Antes das palestras, Daniel Pedroso, consultor na área de Exploração e Produção da Petrobras, fez uma introdução ao tema explanando sobre o que o governo federal está propondo ao Congresso em relação ao marco regulatório, que define regras para a exploração e produção de petróleo e gás natural no pré-sal. “A discussão é oriunda da necessidade de pensar se o regime atual de concessão é o mais adequado para o controle estratégico sobre novas reservas, melhor distribuição das rendas petrolíferas e para evitar as ‘maldições do petróleo’ que por vezes acometem países grandes produtores”.
Segundo Pedroso, estão em discussão no Congresso projetos apresentados por uma comissão composta por vários ministérios, BNDES, Agência Nacional do Petróleo (ANP) e Petrobrás. A camada pré-sal possui 150.000 km2 em frente aos litorais dos estados do Espírito Santo, Rio de Janeiro e São Paulo, nas bacias de Campos e Santos. “O governo não está propondo modificações nas concessões vigentes para as demais áreas do país, que soma em torno de 6,5 milhões de km2 de bacias sedimentares”.
Em relação ao marco regulatório, o consultor da Petrobras explicou que no sistema de concessão aplicado hoje, a companhia contratada pelo governo assume o risco da atividade e, em caso de sucesso e após o pagamento das participações governamentais (royalties), ganha direito à posse de todo o petróleo produzido. “O concessionário está sujeito a fiscalização e regulação, mas não existe grande controle estratégico sobre sua atividade”.

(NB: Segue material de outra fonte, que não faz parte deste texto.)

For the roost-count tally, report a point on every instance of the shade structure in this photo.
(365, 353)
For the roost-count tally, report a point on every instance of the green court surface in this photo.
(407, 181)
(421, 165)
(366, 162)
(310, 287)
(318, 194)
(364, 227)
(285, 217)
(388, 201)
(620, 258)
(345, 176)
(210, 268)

O governo propõe dois sistemas diferentes, de partilha da produção e de cessão onerosa. No compromisso sob partilha, a contratada também assume o risco e, em caso de sucesso, terá o ressarcimento do seu custo operacional e dos investimentos, mas na forma de petróleo – o chamado “óleo custo”. “Sobra o ‘óleo lucro’, dividido entre a União e a empresa. Esse contrato determina a Petrobras como operadora exclusiva, ou seja, responsável pelos recursos humanos, desenvolvimento de tecnologia e contratação de bens e serviços. A companhia tem participação mínima de 30% no consórcio, podendo ser maior por decisão do Conselho Nacional do Petróleo”.
A Petro-Sal seria criada para fazer parte desse consórcio, com poderes de representar os interesses da União e fiscalizar o óleo custo. “Haveria então a presença efetiva do governo, através da Petro-Sal, no controle sobre a condução de cada projeto. A nova estatal não teria participação percentual no consórcio, não investindo nem inferindo resultados da atividade. Não seria, portanto, uma empresa de exploração e produção”.
A figura da Petro-Sal não entra no segundo regime, de cessão onerosa, idealizado para obter objetivos específicos e de curto prazo. “A União cederia à Petrobras, onerosamente, o direito de produzir um volume definido de até cinco milhões de barris em determinadas áreas do pré-sal. Os valores do contrato seriam baseados em laudos independentes. Atingido o volume, o direito retornaria à União, que deteria assim o monopólio da atividade”.
De acordo com Daniel Pedroso, o Fundo Social contaria com recursos da venda de petróleo e gás advindos do percentual de óleo lucro da União. “Há o objetivo de evitar que essas rendas sejam imediatamente incorporadas à economia, com a formação de uma poupança pública de longo prazo, cujos rendimentos é que constituirão, no longo prazo, uma fonte para combate a pobreza, educação, ciência e tecnologia, etc. A ideia é perenizar os resultados da atividade petrolífera para a sociedade brasileira”.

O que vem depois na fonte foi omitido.